On 4/30/24 2:26 PM, John Day wrote:
> First of all, great story!!!  ;-)  Sounds like a number of things outside the rules that went on. It was a great time!!
>
>> On Apr 30, 2024, at 14:50, Karl Auerbach via Internet-history <internet-history at elists.isoc.org> wrote:
>>
>>
>> In our early security work at SDC (circa 1972-4) we were trying to interpose an end-to-end encryption into ARPAnet protocols.  One aspect kept getting our technical goats - RFNM - Request For Next Message.  The reason was that this message was generated by elements (destination IMPS) below our encryption but needed to be delivered to elements above our encryption.
>>
>> (I know that RFNM was supposed to from destination IMP to source IMP, but for reasons that I no longer remember, it ended up crossing our security/cryptography barrier.)

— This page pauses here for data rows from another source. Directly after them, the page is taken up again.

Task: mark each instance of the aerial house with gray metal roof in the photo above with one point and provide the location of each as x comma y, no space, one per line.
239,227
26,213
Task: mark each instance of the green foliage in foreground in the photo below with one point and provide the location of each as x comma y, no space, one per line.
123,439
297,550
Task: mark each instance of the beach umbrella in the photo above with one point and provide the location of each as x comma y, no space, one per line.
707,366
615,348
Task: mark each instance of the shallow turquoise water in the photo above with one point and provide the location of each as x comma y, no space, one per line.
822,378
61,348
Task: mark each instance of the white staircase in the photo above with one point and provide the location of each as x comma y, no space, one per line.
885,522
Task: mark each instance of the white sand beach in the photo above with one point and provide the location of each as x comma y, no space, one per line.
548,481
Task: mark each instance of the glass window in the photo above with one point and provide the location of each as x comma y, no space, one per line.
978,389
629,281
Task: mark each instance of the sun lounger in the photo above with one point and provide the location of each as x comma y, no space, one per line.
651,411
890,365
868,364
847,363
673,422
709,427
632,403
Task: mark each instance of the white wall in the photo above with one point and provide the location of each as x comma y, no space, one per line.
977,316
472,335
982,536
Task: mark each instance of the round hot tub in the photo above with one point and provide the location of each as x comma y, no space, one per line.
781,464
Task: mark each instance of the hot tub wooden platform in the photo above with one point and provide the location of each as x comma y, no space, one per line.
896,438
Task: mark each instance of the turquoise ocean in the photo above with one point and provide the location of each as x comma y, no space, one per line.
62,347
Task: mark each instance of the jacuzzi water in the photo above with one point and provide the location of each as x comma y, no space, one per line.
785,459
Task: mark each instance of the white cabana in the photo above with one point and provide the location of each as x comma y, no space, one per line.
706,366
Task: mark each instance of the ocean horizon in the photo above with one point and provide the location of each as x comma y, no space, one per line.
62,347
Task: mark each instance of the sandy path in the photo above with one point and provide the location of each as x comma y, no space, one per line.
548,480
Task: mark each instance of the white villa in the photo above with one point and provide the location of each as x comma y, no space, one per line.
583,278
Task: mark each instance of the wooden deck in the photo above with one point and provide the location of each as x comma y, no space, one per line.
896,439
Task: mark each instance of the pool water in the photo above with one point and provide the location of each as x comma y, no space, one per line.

> I don’t know, but let me suggest what it was and you can tell me if that is it. About this time there was something called ‘receipt confirmation.’  The idea was that receiving acks should notify the sender.  CCITT was especially big on it.  It was a bone of contention, some thought it was a good idea, some didn’t. Those who liked more determinism liked it. The argument for Transport Protocols was that it was IPC and IPC didn’t give the user an ack, so the Transport protocol shouldn’t. The acks were entirely inside the layer.
>
> So was this receipt confirmation?
>
> Take care,
> John
>
>> RFNM became a pejorative, or rather, was the subject of many pejorative outbursts by our group (Dave Kaufman, Frank Heinrich, Marv Schaeffer, Jerry Cole, Carl Switzky, Jerry Simon, Josie Althous, Val Schorre, John Scheid, Hillary X <can never remember her last name>, Jay Egglestun, Dave Golber, and myself.)
>>
>> We had to engineer a trusted (mathematical specifications of security, formal verification of code against that security spec) hardware/software bypass around our cryptographic layer (much of which was in very expensive Tempest grade hardware) to deal this this.
>>
>> (As our work progressed, TCP came along and we moved our work over to that approach, using the evolving split of an IP-like layer from the bottom of TCP, as a wedge into which to insert our security protocols. This was a much better design for our purposes when measured by Wirth's definitions of modularity (minimal information flow between modules). Our designs got easier and less Rube Goldberg - except that along the way we had begun to use much more complex modes of encryption (we'd call it blockchain today) and key management.
>>
>> Apropos Hamlet's line that “There are more things in Heaven and Earth, Horatio, than are dreamt of in your philosophy.” the Internet grew from a soil rich with pranks, strange events, and  not a little romance. Such as this:
>>
>> As that happened our network security work got moved behind multiple layers of guards and locked doors (and special RF containment rooms). That had the effect of isolating us from company management who lacked the clearances to come into our area.  It was at that time what some of us wanted to make our offices nicer - in violation of SDCs rather strict organizational hierarchy.  So one evening we (Carl Switzky and myself) found a large spool of rather nice, essentially new, white wool carpet that was being discarded by a super high end shop on San Vicente and I had an International Harvester truck large enough to carry that spool. It was also at that time we discovered that while the SDC guards had instructions not to allow things to be carried out from the buildings that they had no instructions about carrying things in.  And through a strange coincidence of the dark forces of the universe one of our group was working late and also had a carpet knife attached to his belt.  So the next day we all had really nice white wool carpet in our offices, inside the high security zone (we did all the offices in order to create plausible deniability about our role.)